Het gehele duet ontspint zich trouwens boven een continuopartij die een hardnekkig volgehouden sicilianoritme speelt: de gepuncteerde 3/8-maat die we ons herinneren uit de pastorale sinfonia aan het begin van de tweede cantate uit het Weihnachts-Oratorium. De alt/koraalpartij wordt een octaaf hoger gesteund door unisono spelende violen en altviolen.

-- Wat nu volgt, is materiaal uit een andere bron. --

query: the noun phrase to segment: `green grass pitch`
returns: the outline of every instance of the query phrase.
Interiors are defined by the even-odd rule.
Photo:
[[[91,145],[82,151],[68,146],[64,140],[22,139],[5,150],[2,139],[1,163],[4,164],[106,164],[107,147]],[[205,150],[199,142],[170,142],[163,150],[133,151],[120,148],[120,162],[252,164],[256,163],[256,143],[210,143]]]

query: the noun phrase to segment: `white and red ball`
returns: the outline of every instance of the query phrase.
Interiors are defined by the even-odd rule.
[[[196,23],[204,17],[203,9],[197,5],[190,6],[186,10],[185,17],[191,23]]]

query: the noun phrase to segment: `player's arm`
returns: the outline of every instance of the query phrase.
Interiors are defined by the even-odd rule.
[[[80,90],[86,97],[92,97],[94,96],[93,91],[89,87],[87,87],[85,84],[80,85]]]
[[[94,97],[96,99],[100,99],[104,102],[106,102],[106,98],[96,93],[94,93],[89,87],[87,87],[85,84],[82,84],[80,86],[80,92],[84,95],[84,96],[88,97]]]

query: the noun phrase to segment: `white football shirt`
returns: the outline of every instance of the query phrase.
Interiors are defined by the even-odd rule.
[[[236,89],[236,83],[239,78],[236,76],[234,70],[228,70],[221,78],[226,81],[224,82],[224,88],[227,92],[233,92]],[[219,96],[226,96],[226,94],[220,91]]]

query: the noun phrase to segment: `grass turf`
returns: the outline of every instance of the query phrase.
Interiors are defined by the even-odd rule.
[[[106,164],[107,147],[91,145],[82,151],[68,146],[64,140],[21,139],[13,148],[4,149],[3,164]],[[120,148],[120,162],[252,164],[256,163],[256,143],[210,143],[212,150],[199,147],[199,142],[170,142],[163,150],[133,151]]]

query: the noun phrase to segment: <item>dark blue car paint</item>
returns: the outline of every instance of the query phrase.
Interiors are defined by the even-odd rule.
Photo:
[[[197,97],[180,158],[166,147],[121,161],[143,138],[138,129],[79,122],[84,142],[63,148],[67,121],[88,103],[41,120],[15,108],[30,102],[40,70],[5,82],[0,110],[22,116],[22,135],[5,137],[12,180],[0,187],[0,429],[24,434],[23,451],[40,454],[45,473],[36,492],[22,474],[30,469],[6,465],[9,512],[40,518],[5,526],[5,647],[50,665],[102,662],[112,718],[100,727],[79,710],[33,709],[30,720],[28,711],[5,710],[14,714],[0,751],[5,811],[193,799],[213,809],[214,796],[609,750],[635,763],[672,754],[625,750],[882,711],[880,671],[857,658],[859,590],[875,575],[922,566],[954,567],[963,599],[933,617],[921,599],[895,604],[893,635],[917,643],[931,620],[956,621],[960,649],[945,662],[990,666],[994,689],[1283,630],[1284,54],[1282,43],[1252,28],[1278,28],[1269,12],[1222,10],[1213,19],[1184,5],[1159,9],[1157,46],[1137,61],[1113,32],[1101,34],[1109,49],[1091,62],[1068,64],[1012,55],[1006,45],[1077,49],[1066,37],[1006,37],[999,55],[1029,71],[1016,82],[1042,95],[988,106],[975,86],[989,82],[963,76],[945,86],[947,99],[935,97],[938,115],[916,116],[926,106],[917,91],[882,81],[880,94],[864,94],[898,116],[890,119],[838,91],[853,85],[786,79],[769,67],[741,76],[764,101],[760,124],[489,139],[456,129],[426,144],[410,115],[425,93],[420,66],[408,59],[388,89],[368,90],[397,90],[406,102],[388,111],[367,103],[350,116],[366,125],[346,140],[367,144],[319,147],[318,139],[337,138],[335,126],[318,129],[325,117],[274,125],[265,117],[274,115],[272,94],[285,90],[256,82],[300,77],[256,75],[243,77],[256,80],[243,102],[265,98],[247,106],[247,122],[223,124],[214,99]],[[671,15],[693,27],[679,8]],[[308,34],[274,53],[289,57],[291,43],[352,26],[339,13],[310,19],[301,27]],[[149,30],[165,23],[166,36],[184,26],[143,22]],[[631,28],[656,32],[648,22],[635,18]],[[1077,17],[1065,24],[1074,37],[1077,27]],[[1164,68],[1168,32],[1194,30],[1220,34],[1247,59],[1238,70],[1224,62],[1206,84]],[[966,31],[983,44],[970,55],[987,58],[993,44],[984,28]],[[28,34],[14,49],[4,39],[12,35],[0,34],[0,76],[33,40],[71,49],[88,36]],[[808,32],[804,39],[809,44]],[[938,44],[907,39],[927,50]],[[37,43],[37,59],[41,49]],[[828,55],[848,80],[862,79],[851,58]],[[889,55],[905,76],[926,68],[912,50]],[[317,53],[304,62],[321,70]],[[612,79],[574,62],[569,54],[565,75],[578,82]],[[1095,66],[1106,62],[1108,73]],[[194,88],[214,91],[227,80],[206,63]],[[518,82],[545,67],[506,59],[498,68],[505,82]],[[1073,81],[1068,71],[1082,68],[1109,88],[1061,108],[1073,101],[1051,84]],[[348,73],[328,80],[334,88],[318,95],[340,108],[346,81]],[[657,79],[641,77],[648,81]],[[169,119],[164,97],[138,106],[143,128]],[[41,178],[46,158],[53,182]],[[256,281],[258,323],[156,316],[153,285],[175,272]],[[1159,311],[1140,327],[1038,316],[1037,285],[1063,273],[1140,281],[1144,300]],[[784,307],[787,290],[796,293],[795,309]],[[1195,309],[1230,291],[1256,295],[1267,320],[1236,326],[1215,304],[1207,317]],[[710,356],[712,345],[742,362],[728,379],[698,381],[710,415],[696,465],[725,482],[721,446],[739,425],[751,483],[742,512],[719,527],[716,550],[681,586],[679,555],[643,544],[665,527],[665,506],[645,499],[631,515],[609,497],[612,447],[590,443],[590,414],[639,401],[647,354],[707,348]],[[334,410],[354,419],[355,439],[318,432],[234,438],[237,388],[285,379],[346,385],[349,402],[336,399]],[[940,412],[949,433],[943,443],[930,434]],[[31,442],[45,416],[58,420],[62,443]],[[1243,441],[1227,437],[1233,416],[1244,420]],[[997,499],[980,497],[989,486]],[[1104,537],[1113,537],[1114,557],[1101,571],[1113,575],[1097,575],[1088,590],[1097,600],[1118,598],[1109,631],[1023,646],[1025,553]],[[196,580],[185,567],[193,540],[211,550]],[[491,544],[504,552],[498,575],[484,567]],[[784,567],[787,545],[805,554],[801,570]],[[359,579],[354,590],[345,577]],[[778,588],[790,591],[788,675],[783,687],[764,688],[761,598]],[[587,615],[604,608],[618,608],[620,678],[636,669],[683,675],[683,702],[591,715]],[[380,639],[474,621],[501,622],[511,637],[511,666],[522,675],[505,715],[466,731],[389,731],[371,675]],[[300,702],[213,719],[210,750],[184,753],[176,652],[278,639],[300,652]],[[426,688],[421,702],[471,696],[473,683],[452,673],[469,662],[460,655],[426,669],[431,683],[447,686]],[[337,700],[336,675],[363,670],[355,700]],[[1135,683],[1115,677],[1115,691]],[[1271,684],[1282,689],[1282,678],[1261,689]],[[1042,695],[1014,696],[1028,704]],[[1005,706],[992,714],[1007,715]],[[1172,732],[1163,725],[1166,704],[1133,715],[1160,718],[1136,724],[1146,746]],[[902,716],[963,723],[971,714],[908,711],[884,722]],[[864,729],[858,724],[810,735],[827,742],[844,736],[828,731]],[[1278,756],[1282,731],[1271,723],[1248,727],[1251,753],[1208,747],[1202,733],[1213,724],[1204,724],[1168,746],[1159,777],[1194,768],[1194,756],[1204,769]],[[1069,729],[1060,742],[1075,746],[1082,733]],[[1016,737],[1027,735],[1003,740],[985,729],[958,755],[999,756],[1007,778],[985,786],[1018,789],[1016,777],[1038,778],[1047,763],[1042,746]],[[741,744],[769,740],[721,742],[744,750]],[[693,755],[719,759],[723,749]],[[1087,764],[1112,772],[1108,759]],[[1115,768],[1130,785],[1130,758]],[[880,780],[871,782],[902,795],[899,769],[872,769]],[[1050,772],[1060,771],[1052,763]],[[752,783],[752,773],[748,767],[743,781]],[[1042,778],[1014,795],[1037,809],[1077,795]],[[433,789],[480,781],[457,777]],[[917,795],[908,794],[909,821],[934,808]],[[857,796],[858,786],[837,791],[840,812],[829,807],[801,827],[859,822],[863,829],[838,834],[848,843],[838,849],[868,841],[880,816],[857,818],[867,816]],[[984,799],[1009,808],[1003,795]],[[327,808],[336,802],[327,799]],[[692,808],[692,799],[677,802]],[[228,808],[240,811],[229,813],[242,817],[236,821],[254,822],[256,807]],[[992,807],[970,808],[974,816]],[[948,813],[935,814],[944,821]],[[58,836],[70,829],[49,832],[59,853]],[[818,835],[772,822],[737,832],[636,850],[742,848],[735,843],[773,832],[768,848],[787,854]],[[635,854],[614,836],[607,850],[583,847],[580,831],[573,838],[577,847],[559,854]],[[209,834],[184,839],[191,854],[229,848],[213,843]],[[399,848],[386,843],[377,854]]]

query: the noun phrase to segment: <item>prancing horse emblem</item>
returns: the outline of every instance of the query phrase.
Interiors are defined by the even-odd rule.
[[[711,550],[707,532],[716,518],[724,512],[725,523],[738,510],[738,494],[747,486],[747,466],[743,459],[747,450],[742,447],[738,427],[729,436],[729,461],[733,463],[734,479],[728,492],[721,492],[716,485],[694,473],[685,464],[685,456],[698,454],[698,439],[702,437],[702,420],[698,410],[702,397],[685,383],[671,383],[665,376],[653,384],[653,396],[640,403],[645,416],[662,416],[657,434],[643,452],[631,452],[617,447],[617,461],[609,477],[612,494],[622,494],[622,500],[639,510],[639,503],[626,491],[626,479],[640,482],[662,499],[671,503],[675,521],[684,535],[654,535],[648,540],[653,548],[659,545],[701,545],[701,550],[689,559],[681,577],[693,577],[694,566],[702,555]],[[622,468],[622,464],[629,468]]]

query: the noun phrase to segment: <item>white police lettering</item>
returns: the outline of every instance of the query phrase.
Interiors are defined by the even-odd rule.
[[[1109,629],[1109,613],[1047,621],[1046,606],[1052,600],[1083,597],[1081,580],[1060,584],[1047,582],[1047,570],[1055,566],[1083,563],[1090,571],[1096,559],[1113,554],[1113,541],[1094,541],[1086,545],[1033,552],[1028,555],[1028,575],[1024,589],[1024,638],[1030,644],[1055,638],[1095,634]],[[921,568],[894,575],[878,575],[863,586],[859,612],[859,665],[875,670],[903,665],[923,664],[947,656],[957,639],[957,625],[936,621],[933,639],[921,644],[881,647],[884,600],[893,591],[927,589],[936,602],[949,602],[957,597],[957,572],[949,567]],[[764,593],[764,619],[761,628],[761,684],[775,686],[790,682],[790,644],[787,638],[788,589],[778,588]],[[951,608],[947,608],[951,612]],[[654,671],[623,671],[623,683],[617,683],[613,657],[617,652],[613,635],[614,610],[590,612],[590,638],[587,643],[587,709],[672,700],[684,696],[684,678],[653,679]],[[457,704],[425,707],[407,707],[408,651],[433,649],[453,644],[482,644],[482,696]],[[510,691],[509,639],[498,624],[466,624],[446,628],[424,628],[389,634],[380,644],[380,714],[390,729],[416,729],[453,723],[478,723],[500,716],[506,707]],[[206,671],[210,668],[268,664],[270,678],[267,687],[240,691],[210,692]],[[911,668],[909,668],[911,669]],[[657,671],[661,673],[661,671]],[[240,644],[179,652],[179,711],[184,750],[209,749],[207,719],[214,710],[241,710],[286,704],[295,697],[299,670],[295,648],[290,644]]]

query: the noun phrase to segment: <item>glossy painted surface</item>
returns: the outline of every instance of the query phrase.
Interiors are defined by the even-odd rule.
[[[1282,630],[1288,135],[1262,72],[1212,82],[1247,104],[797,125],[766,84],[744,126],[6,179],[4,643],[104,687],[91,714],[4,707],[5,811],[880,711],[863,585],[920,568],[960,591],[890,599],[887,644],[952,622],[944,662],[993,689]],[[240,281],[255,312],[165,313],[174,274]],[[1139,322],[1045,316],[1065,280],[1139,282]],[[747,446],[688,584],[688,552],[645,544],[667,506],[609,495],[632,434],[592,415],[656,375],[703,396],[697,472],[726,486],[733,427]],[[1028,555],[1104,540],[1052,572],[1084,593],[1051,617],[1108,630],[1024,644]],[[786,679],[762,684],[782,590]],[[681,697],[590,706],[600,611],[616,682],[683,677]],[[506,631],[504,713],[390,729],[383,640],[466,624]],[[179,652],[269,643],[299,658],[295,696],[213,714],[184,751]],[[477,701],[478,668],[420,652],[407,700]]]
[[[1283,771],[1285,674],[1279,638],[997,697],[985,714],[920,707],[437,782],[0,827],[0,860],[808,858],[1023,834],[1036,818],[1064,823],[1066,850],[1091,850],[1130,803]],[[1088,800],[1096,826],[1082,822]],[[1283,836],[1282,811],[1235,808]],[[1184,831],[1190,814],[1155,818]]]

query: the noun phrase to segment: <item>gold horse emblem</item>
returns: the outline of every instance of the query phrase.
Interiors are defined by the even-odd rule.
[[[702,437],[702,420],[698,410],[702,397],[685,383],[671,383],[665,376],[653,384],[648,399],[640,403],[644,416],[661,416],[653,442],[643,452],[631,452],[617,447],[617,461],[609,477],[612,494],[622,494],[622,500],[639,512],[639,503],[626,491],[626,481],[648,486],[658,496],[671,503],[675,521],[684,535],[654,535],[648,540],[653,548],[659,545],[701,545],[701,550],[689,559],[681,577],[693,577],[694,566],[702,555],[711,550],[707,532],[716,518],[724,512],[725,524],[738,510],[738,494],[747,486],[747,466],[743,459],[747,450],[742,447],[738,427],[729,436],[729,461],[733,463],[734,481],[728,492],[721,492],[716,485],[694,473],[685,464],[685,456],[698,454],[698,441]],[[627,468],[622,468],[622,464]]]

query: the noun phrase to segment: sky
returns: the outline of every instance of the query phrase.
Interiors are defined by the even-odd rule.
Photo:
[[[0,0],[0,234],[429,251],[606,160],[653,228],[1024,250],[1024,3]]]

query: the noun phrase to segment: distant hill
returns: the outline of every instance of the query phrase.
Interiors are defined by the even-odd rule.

(Wie de tekst van het oude kerstlied erop naslaat zal zien dat de derde regel oorspronkelijk luidde Trotz Türken, Papst und Höllen Pfort.)
5. Recitatief (B)
bas, strijkers, continuo
Dies ist ein Tag, den selbst der Herr gemacht, | Dit is een dag, gemaakt door de Heer zelf, |
der seinen Sohn in diese Welt gebracht. | die zijn Zoon naar deze wereld heeft gestuurd. |
O selge Zeit, die nun erfüllt! | O zalige tijd die nu vervuld is! |
o gläubig’s Warten, das nunmehr gestillt! | O gelovig wachten dat nu gestild is! |
o Glaube, der sein Ende sieht! | O geloof dat ziet waarop het gericht is! |
o Liebe, die Gott zu sich zieht! | O liefde die God naar zich toe trekt! |
o Freudigkeit, so durch die Trübsal dringt | O vreugde die door de ellende heen dringt |
und Gott der Lippen Opfer bringt! | en God het offer van de lippen brengt! |
In het slotrecitatief (5) kan de in (2) nog zo gestrenge bas zich als feestredenaar rehabiliteren. Strijkers verluchtigen zijn recitatief met fraaie transparante akkoorden. Ten teken dat een oude voorspelling waarheid is geworden, citeert de bas in zijn eerste regel Psalm 118: 24. Het recitatief, dat zoals gebruikelijk langs diverse toonsoorten voert, begint en eindigt in elk geval, als enig deel van deze cantate, in majeur (Bes, resp. G-groot). De Freudigkeit zorgt voor enige opwinding in de begeleiding, maar de vreugde wordt terstond getemperd door een onwelluidend ‘verminderd septiemakkoord' op Trübsal.
6. Koraal
tutti
Es bringt das rechte Jubeljahr, | Het brengt het ware jubeljaar, |
was trauren wir denn immerdar? | waarom zouden wij dan voor altijd treuren? |
Frisch auf! itzt ist es Singens Zeit, | Komaan, nu is het tijd om te zingen, |
das Jesulein wendt alles Leid. | het Jezuskind doet al het leed verdwijnen. |
Het koraalvers (6) trekt de les uit het voorafgaande.
Het 'Jubeljaar' werd ten tijde van het Oude Testament, volgens Leviticus 25 : 1-13 om de vijftig jaar gevierd; bezit ging dan terug naar de oorspronkelijke eigenaar en slaven herkregen hun vrijheid; sinds de verzoening met God door Christus beschouwt het christendom elk jaar in overdrachtelijke zin als een jubeljaar, waarin met een schone lei weer een nieuw begin gemaakt kan worden.
Bachs strakke en ingetogen harmonisering maakt duidelijk dat het pas de volgende dag (Nieuwjaar) weer echt feest is. Met weer een nieuwe cantate (BWV 41) met trompetten en pauken, ‘s morgens in de Nicolaikerk en ‘s middags in de Thomaskerk. (Wanneer zullen ze daarvoor gerepeteerd hebben?)